Jeffrey EyeThe job: Chief nursing officer.
The employer: Saint Luke’s Northland Hospital, a member of Saint Luke’s Health System, is a 193-bed facility with a medical staff of 369 and more than 950 employees.
My role: I am responsible for all aspects of patient care and the oversight and supervision of nursing personnel throughout the hospital.
How long have you been in this position?
Since March 2011.
How long have you been employed by this organization?
Nearly six years.
What is your work history with the organization?
I was hired in 2005 as the director of emergency services for Saint Luke’s Northland. I was promoted in 2006 to director of acute inpatient and emergency services and served in that role for five years before being promoted to this position.
How have other positions there helped you prepare for your present role?
I think you build on all your previous experiences. In my previous positions at Saint Luke’s Northland, I learned the day-to-day operations. Having that knowledge base has helped me in making better decisions in the more strategic role I have today. Also, it was an easier transition to this role since I’d been an employee already.
How did you get this promotion?
I applied in December 2010. Saint Luke’s Northland conducted an interview process that included preliminary screening by the CEO and the director of human resources. Qualified candidates were interviewed by a multidisciplinary team of employees and physicians who provided recommendations as to the final slate of candidates. The Saint Luke’s Health System COO/CFO and the system chief nursing officer then conducted interviews and, through consensus, selected the candidate to hire. After being informed by Kevin Trimble, who now is CEO, that I would be receiving the position, there was a period of transition planning in which we mapped out how and when I would assume my duties. The whole process took about two months.
What was the most important influence in your ability to achieve this position?
Saint Luke’s Health System has an exceptionally strong culture of leadership development, mentoring and succession planning, along with well-developed processes to help identify and use their employees’ strengths. Training plans are created to develop areas in which employees need education or experience. My immediate supervisor and I would discuss career goals twice a year, and would update my “Personal Leadership Development Plan” to create action plans intended to prepare me for promotion when a position that I was interested in became available. These action plans included identifying training needs as well as characteristics of projects that would be beneficial in developing skills that I would need for the future. My supervisor had mentioned several years ago that this position might be a good fit for me someday.
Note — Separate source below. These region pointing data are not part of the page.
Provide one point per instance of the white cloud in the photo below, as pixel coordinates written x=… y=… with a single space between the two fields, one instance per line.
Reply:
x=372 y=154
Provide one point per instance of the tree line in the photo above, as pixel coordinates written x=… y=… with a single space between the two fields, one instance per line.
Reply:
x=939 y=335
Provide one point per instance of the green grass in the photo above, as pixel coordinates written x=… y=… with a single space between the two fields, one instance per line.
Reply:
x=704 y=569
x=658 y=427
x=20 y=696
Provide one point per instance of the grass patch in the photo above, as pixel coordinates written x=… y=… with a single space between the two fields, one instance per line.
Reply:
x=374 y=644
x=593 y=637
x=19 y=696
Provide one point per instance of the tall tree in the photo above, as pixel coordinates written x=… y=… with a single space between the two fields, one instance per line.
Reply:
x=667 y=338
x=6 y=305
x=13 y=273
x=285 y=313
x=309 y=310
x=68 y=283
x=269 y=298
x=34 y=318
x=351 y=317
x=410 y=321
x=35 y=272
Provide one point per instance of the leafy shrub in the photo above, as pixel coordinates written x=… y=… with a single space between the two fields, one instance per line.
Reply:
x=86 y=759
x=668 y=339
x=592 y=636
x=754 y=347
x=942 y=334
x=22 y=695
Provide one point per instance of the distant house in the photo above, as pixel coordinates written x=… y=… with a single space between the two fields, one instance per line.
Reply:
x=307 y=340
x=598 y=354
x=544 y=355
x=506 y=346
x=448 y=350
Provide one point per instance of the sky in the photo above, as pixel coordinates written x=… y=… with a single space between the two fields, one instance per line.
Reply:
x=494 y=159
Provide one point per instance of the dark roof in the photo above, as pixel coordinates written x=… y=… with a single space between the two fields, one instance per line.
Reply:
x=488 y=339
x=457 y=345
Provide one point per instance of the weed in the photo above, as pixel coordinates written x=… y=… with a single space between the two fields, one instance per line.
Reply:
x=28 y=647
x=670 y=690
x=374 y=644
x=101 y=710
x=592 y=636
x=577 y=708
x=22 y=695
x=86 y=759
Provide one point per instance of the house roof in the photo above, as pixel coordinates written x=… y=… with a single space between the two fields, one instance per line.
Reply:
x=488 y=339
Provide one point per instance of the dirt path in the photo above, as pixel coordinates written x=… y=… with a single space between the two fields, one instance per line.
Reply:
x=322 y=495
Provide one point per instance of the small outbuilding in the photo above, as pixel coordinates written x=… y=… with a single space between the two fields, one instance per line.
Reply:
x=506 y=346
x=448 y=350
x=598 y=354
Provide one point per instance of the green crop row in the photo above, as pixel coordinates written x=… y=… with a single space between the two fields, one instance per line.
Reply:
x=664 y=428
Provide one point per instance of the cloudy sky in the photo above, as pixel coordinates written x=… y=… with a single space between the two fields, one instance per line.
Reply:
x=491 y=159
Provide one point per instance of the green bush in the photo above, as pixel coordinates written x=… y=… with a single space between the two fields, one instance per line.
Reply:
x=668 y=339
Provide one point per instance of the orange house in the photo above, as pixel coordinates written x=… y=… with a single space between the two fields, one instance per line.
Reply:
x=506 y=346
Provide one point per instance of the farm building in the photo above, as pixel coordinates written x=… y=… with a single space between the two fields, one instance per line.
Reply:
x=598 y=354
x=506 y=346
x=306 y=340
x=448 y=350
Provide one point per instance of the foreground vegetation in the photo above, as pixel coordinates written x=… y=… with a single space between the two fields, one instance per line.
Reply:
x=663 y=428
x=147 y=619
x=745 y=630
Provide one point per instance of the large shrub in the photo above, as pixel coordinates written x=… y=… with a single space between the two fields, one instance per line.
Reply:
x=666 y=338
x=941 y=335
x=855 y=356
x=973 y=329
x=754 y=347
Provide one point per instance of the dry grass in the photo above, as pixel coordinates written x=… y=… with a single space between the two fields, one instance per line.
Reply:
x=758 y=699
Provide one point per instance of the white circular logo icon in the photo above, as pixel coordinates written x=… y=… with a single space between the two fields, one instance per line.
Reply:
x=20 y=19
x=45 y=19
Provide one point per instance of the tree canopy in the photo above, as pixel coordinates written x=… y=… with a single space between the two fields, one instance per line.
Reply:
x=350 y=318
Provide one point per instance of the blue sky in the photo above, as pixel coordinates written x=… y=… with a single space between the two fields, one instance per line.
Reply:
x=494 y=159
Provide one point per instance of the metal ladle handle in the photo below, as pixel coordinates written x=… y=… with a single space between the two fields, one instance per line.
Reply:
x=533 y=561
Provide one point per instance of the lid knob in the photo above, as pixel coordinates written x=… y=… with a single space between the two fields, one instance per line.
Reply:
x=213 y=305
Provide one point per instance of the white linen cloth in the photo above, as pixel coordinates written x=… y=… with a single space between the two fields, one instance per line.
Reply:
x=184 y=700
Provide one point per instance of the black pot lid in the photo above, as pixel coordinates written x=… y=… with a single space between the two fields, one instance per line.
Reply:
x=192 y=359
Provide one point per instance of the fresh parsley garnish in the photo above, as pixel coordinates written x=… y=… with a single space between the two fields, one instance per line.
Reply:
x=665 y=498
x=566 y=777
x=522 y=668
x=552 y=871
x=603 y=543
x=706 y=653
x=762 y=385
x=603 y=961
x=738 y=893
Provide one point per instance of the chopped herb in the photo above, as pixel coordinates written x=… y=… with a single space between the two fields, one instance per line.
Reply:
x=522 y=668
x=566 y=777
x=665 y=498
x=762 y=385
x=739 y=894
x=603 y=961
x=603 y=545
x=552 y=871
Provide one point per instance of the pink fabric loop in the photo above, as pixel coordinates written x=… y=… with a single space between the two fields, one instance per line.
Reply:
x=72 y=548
The development of my skills was augmented by educational training such as what I received from the American College of Healthcare Executives in Chicago a few years ago. You have to have the right qualifications to apply for a position such as this one, but the final selection is based on how you fit into the culture and what your vision is for the future.
Where do you go from here?
I am really just focused on the present for now. I had set the personal goal of becoming a chief nursing officer about six years ago. The transition from the director level to an executive position is going to take some concentrated energy. With healthcare reform and the amount of change that the industry will experience over the next five years, I want to give my undivided attention to Saint Luke’s Northland.
What is your best advice for others interested in moving up?
Be disciplined in evaluating yourself and areas in which you need to develop, and create action plans once or twice a year. Seek out the advice and mentoring from successful people around you. And, most importantly, perform exceptionally and take ownership in your current role.
What is your educational background?
I have a bachelor’s degree in nursing from the University of Missouri in Columbia (2000), and a master’s degree in nursing, with a focus in organizational leadership and management, from the University of Kansas School of Nursing in Kansas City, Kan. (2008). I began my nursing career as an emergency department nurse at the University Hospital Trauma Center in Columbia and then worked at Kansas City’s Truman Medical Centers from 2002 to 2005. At Truman, I was assistant patient care manager in the emergency department and was promoted to patient care manager for emergency services.